Ground and air temperature tracking: Applications in climate change.

摘要

Borehole temperature-depth profiles contain a record of surface ground temperature (SGT) changes with time and complement surface air temperature (SAT) analysis to infer climate change over multiple centuries. Ground temperatures are generally warmer than air temperatures due to solar radiation effects in the summer and the insulating effect of snow cover during the winter. The low thermal diffusivity of snow damps surface temperature variations; snow effectively acts as an insulator of the ground during the coldest part of the year. A numerical model of snow-ground thermal interactions is developed to investigate the effect of seasonal snow cover on annual ground temperatures. Using the model, we calculate the response of SGT to changes in seasonal snow cover in North America from 1950--2002, the period for which comprehensive snow and air observations exist across the region. There are no significant trends in either onset or duration from 1950--2002. Winter season air temperature has warmed during this period, particularly from 1970--2002. The effect of the combination of a relatively stationary snow season with winter season SAT warming has been to diminish the mean annual SGT-SAT offset by -0.05 K/decade over the past 30 years. In addition to snow cover, incident solar radiation can have a pronounced effect on ground temperatures.

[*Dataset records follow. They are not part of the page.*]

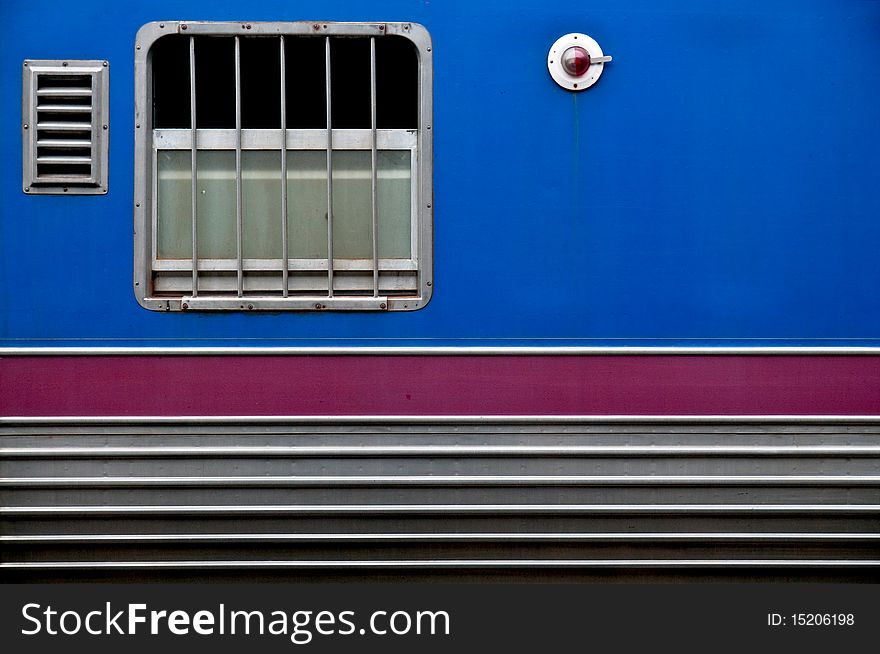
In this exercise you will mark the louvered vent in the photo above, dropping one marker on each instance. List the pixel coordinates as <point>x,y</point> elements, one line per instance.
<point>65,126</point>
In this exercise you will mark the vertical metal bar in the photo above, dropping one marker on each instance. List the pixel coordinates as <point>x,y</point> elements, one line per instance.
<point>195,195</point>
<point>374,162</point>
<point>284,247</point>
<point>329,174</point>
<point>238,249</point>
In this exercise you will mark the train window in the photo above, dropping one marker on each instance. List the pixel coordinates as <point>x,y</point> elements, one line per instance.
<point>283,166</point>
<point>64,126</point>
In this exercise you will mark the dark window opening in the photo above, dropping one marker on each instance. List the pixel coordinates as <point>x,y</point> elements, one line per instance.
<point>215,82</point>
<point>260,83</point>
<point>350,82</point>
<point>306,83</point>
<point>171,82</point>
<point>397,81</point>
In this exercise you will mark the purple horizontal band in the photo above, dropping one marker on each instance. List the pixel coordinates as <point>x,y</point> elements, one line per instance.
<point>439,385</point>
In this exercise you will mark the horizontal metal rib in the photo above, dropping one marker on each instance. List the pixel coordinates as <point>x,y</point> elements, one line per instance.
<point>64,143</point>
<point>403,451</point>
<point>319,141</point>
<point>395,420</point>
<point>65,108</point>
<point>58,126</point>
<point>64,160</point>
<point>449,564</point>
<point>447,509</point>
<point>615,537</point>
<point>332,481</point>
<point>67,92</point>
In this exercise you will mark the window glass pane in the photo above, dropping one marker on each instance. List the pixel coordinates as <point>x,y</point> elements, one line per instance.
<point>174,239</point>
<point>261,204</point>
<point>395,194</point>
<point>216,204</point>
<point>352,213</point>
<point>307,204</point>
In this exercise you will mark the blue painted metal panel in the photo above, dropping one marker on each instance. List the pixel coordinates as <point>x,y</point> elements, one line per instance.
<point>719,185</point>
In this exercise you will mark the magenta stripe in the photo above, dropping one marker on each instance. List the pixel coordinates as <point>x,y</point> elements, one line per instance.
<point>440,385</point>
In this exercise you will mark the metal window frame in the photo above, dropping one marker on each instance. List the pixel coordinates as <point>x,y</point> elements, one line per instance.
<point>419,142</point>
<point>99,126</point>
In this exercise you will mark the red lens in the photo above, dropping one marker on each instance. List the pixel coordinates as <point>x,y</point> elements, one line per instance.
<point>576,61</point>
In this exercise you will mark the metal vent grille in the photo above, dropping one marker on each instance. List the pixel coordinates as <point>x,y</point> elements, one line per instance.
<point>64,111</point>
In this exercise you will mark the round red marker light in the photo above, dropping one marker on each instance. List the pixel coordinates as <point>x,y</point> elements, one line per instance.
<point>575,61</point>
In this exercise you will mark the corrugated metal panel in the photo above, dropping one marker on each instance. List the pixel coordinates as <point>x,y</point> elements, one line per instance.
<point>440,493</point>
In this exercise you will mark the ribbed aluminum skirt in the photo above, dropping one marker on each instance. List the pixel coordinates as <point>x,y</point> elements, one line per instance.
<point>440,494</point>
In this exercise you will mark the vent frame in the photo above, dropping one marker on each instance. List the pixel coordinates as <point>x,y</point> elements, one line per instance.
<point>65,145</point>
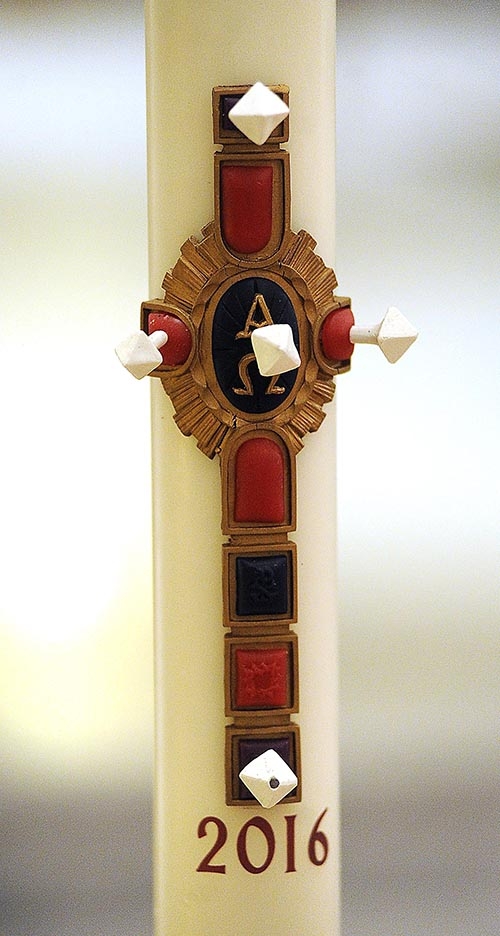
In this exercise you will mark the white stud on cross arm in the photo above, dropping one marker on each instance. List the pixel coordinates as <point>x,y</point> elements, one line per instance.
<point>394,334</point>
<point>274,349</point>
<point>140,354</point>
<point>269,778</point>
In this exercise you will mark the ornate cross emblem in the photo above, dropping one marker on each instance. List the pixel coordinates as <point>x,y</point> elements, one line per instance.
<point>246,342</point>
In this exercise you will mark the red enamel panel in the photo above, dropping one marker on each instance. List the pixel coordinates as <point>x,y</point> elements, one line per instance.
<point>259,482</point>
<point>334,335</point>
<point>261,678</point>
<point>246,207</point>
<point>178,347</point>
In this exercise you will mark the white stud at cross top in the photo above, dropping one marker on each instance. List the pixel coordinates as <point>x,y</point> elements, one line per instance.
<point>394,334</point>
<point>140,353</point>
<point>258,113</point>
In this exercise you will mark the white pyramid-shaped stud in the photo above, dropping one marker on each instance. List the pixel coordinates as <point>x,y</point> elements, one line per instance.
<point>394,334</point>
<point>274,350</point>
<point>140,354</point>
<point>258,112</point>
<point>269,778</point>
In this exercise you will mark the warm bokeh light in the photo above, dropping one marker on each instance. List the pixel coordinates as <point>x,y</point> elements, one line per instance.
<point>75,601</point>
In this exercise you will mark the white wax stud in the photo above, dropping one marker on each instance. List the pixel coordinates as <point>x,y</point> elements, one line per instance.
<point>258,112</point>
<point>140,354</point>
<point>269,778</point>
<point>394,334</point>
<point>274,350</point>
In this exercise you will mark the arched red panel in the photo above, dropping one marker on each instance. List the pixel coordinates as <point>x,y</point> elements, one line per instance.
<point>260,482</point>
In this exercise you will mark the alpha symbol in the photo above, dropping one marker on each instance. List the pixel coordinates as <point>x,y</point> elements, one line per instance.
<point>259,305</point>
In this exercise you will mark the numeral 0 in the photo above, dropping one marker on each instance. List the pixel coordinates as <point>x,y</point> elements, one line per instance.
<point>317,846</point>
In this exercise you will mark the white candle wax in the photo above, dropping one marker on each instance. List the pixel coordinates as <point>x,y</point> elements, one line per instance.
<point>192,47</point>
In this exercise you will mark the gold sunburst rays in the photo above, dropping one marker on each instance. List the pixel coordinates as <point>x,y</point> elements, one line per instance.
<point>189,286</point>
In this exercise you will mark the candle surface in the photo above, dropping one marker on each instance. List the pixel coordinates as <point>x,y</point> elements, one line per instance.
<point>237,870</point>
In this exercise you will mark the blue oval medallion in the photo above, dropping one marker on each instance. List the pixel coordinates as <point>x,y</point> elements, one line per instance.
<point>248,304</point>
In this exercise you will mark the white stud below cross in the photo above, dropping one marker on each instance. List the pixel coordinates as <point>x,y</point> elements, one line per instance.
<point>394,334</point>
<point>269,778</point>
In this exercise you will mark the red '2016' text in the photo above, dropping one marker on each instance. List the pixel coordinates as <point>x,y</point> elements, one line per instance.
<point>317,846</point>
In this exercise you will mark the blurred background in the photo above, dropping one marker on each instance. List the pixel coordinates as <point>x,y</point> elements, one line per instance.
<point>418,226</point>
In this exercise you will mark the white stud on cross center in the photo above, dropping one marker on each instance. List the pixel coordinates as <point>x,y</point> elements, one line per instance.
<point>274,350</point>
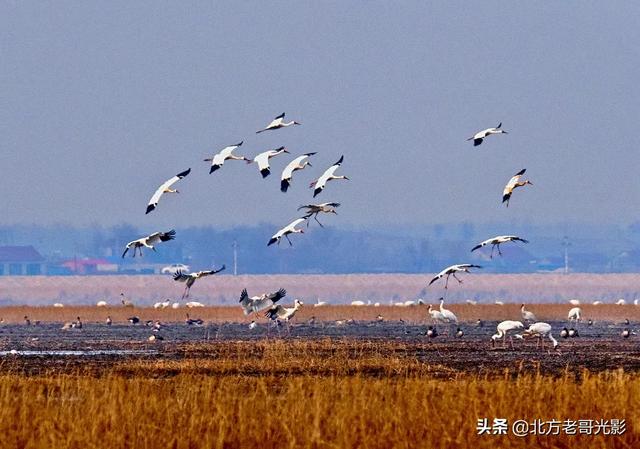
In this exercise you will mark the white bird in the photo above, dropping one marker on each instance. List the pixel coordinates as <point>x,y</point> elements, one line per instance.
<point>451,271</point>
<point>477,137</point>
<point>329,174</point>
<point>278,123</point>
<point>298,163</point>
<point>255,304</point>
<point>280,313</point>
<point>288,229</point>
<point>436,315</point>
<point>226,153</point>
<point>320,303</point>
<point>262,160</point>
<point>574,314</point>
<point>315,209</point>
<point>526,315</point>
<point>540,330</point>
<point>503,328</point>
<point>514,183</point>
<point>165,188</point>
<point>495,242</point>
<point>149,241</point>
<point>448,315</point>
<point>192,304</point>
<point>191,278</point>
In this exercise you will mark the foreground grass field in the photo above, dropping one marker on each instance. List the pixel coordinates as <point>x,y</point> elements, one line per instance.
<point>301,395</point>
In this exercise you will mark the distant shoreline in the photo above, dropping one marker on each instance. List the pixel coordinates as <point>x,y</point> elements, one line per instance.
<point>338,289</point>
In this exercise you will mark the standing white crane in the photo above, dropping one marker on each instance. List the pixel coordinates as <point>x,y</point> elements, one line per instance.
<point>314,209</point>
<point>278,123</point>
<point>514,183</point>
<point>284,232</point>
<point>329,174</point>
<point>498,240</point>
<point>255,304</point>
<point>575,314</point>
<point>448,315</point>
<point>226,153</point>
<point>480,135</point>
<point>298,163</point>
<point>451,271</point>
<point>280,313</point>
<point>149,241</point>
<point>262,160</point>
<point>503,328</point>
<point>165,188</point>
<point>436,315</point>
<point>191,278</point>
<point>540,330</point>
<point>527,315</point>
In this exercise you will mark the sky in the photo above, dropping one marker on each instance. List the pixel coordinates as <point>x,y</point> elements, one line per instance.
<point>100,102</point>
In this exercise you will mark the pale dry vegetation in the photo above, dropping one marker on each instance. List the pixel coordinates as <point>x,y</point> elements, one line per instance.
<point>323,395</point>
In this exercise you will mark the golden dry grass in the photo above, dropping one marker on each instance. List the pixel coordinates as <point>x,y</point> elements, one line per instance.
<point>414,314</point>
<point>244,396</point>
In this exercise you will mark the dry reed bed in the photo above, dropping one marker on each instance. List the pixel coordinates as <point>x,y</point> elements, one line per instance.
<point>414,314</point>
<point>225,289</point>
<point>190,410</point>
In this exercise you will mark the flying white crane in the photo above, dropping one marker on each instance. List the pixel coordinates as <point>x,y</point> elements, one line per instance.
<point>191,278</point>
<point>527,315</point>
<point>278,123</point>
<point>280,313</point>
<point>255,304</point>
<point>503,328</point>
<point>480,135</point>
<point>226,153</point>
<point>165,188</point>
<point>329,174</point>
<point>514,183</point>
<point>451,271</point>
<point>149,242</point>
<point>298,163</point>
<point>540,330</point>
<point>496,241</point>
<point>574,314</point>
<point>262,160</point>
<point>288,229</point>
<point>314,209</point>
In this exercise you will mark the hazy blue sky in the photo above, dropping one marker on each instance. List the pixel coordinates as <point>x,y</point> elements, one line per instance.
<point>102,101</point>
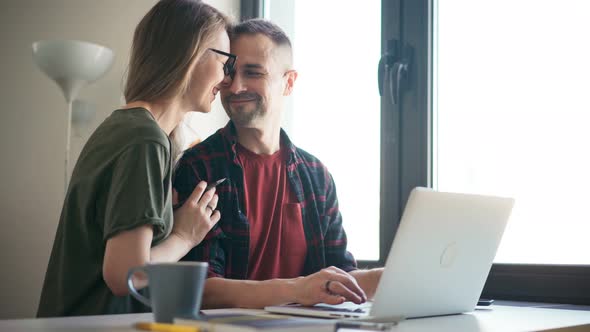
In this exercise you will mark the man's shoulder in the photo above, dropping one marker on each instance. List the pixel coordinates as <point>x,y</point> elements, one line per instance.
<point>307,159</point>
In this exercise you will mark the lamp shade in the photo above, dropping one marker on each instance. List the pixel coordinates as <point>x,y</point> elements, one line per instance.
<point>72,63</point>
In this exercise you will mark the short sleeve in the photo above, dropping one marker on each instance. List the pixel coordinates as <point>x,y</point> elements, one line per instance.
<point>139,192</point>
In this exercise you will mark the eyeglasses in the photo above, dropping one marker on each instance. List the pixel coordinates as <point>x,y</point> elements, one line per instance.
<point>229,65</point>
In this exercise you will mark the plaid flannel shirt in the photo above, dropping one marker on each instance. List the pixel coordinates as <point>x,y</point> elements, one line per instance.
<point>226,246</point>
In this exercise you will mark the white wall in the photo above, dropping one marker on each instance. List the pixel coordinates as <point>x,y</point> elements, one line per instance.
<point>33,128</point>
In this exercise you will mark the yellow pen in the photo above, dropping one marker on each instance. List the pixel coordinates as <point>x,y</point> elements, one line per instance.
<point>163,327</point>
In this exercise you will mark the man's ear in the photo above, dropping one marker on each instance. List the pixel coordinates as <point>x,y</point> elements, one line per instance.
<point>291,77</point>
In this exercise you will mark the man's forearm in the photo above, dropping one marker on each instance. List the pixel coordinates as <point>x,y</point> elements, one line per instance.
<point>228,293</point>
<point>368,280</point>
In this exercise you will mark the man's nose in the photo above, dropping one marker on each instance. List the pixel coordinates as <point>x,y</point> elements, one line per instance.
<point>235,85</point>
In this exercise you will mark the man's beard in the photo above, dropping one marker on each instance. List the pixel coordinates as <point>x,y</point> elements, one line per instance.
<point>239,114</point>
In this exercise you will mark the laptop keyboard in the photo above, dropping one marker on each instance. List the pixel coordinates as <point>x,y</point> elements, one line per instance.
<point>324,308</point>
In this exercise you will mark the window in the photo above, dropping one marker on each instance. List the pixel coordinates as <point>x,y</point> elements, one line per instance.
<point>512,116</point>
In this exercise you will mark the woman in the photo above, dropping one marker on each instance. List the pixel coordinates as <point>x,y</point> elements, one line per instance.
<point>118,209</point>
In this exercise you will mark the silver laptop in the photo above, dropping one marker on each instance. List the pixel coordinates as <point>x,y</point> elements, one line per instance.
<point>439,261</point>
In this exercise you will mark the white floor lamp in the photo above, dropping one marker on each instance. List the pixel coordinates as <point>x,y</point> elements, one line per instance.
<point>71,64</point>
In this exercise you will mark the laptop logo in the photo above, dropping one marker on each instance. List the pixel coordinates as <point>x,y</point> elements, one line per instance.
<point>447,258</point>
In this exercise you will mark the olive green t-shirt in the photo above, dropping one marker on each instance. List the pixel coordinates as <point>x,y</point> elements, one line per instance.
<point>121,180</point>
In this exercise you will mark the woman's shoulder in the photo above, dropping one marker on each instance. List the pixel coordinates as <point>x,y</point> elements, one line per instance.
<point>134,126</point>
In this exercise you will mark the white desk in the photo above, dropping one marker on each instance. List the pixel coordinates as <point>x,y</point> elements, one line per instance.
<point>498,318</point>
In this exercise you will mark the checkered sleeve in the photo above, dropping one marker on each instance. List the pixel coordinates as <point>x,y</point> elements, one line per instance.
<point>335,238</point>
<point>210,250</point>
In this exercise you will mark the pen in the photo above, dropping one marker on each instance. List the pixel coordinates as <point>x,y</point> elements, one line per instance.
<point>163,327</point>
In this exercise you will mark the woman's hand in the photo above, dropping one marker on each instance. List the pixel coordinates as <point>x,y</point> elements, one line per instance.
<point>330,285</point>
<point>195,218</point>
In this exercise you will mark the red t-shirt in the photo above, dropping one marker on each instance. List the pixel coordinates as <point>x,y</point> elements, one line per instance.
<point>277,240</point>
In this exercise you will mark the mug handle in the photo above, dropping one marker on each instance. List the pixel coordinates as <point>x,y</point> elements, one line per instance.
<point>132,289</point>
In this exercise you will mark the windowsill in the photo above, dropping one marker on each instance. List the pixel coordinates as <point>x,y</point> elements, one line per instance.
<point>543,305</point>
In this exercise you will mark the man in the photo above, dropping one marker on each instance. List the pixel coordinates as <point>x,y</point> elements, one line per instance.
<point>279,210</point>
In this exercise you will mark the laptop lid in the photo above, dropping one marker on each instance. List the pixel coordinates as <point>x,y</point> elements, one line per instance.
<point>441,254</point>
<point>439,260</point>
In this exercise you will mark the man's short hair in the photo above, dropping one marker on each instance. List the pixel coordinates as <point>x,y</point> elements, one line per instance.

Using data from Emigrant Pass Observatory in northwestern Utah, we investigate the impact that radiation and snow have had on SGT at this site during the period 1993--2004. Solar radiation is observed to exert a linear influence on the SGT-SAT difference with a trend of 1.21 K per 100 Wm-2 and can account for the 2.47 K average offset in SGT-SAT. Snow cover exerts only a minor influence on the annual tracking of SGT and SAT at the site.